Ia menatap bunga mawar yang disodorkan ke arahnya. Lantas sepasang kelereng gelap itu beralih pada gadis yang berdiri di depannya. Gadis itu menatap Aksal tanpa ekspresi. Meski begitu, tangannya yang memegang bunga terlihat sedikit gemetar.
"Jadi ... kamu mau jadi pacar saya?" tanyanya sembari mengangkat alis. Bukan gadis itu, melainkan Aksal yang bertaya.
Gadis berambut panjang dan lurus sepunggung itu mengangguk. Ia tidak memiliki poni tetapi angin yang beembus pelan menerbangkan sebagian rambut ke wajahnya. Rambut yang indah, pikir Aksal.

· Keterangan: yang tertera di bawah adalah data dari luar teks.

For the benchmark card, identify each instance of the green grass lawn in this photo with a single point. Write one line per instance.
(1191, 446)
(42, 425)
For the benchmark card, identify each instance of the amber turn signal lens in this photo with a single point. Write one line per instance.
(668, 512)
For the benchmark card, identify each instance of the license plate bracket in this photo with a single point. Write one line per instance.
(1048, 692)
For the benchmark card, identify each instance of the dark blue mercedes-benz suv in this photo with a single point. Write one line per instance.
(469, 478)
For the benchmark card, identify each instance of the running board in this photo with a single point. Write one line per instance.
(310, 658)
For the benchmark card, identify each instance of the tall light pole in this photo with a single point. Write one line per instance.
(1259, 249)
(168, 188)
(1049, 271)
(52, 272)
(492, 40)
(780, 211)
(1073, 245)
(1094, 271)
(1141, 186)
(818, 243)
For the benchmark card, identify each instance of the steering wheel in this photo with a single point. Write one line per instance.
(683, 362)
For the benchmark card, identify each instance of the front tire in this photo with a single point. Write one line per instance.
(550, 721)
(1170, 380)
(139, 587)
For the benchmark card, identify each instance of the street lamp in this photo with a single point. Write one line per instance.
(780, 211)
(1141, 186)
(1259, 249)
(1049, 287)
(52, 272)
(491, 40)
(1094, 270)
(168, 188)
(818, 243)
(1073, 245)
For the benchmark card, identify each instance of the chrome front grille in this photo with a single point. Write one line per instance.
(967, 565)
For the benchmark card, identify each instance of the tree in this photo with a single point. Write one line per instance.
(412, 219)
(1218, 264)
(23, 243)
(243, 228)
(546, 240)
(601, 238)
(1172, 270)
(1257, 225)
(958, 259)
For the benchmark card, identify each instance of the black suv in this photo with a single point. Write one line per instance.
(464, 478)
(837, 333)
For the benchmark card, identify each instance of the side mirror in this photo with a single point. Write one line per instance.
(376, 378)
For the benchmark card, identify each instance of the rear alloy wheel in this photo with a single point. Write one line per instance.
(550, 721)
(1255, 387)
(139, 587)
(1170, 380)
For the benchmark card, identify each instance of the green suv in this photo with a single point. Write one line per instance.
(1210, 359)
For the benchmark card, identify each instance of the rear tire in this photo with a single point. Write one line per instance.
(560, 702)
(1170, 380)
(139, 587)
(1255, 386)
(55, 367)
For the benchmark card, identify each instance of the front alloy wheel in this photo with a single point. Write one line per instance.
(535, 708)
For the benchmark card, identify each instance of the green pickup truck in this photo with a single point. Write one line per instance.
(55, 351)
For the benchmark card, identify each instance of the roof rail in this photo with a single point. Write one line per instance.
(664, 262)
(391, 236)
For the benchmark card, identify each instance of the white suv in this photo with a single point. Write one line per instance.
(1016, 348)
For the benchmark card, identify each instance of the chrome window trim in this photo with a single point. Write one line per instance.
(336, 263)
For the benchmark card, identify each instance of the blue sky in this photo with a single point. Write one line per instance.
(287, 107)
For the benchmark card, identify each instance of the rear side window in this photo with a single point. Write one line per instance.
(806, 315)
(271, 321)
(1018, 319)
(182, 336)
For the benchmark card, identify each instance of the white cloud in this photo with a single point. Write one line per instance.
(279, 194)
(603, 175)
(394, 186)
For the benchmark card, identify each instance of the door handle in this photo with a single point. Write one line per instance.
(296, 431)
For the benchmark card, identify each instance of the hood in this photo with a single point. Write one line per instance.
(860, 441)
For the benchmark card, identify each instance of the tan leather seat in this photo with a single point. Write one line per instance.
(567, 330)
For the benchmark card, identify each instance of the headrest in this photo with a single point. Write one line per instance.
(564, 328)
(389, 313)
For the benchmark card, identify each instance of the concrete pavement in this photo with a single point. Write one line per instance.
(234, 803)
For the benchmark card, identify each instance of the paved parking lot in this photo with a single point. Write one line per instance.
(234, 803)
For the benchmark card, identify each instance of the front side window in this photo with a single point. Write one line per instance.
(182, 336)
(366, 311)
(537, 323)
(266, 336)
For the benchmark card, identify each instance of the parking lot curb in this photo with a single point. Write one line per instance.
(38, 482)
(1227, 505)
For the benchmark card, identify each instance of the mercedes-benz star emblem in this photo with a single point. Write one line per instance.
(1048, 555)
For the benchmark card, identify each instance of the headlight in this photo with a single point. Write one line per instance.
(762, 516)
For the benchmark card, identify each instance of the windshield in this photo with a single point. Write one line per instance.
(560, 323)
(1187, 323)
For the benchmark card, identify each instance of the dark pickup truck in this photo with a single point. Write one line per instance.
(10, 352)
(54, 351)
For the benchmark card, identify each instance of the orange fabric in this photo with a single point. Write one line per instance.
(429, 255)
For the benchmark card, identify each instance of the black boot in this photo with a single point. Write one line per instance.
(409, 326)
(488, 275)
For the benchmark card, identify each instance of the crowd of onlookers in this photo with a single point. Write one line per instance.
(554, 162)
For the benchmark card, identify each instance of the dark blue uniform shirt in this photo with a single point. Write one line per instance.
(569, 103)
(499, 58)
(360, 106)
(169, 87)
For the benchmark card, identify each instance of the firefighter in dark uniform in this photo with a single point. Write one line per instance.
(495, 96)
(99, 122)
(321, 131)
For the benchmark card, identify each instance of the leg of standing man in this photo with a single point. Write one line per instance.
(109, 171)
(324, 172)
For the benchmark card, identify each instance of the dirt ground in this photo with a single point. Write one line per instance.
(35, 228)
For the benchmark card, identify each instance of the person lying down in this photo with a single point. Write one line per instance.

Sayangnya, dia bahkan tidak tahu namanya.
"Siapa nama kamu?"
Si Gadis Tak Bernama menatapnya balik. Tatapannya tegas, dingin. Seolah dia tidak takut dengan apapun. Bahkan tidak dengan kenyataan bahwa semua orang di sekolah tengah menonton mereka saat ini.
"Isa."
Aksal berbalik detik itu juga, menjauh. Membuat sorakan cemooh terdengar hampir dari segala penjuru. Bisik-bisik mulai ramai. Derai tawa mulai terdengar. Dan gadis itu diam, berdiri di tempat.
Dia bego, ya? Seseorang berbisik.
Udah ditolak, masih nggak malu juga?
Emang nggak tahu malu!
Tetapi Aksal tidak pergi. Dia hanya berjalan ke pinggir lapangan, meraih sesuatu dari tasnya, dan berbalik. Dia kembali berdiri di hadapan gadis itu lagi.
Lalu, sesuatu yang tidak terduga terjadi. Sebelah tangannya terulur, memasangkan topi hitam di kepala gadis itu sementara tangan lainnya meraih bunga yang dia sodorkan.
Aksal, dengan lembutnya, tersenyum.
"Oke, Isa. Kalau gitu, ini hari pertama kita."
Dan sorakan paling memekakkan telinga pun baru saja menghantam semua orang seperti gulungan tsunami.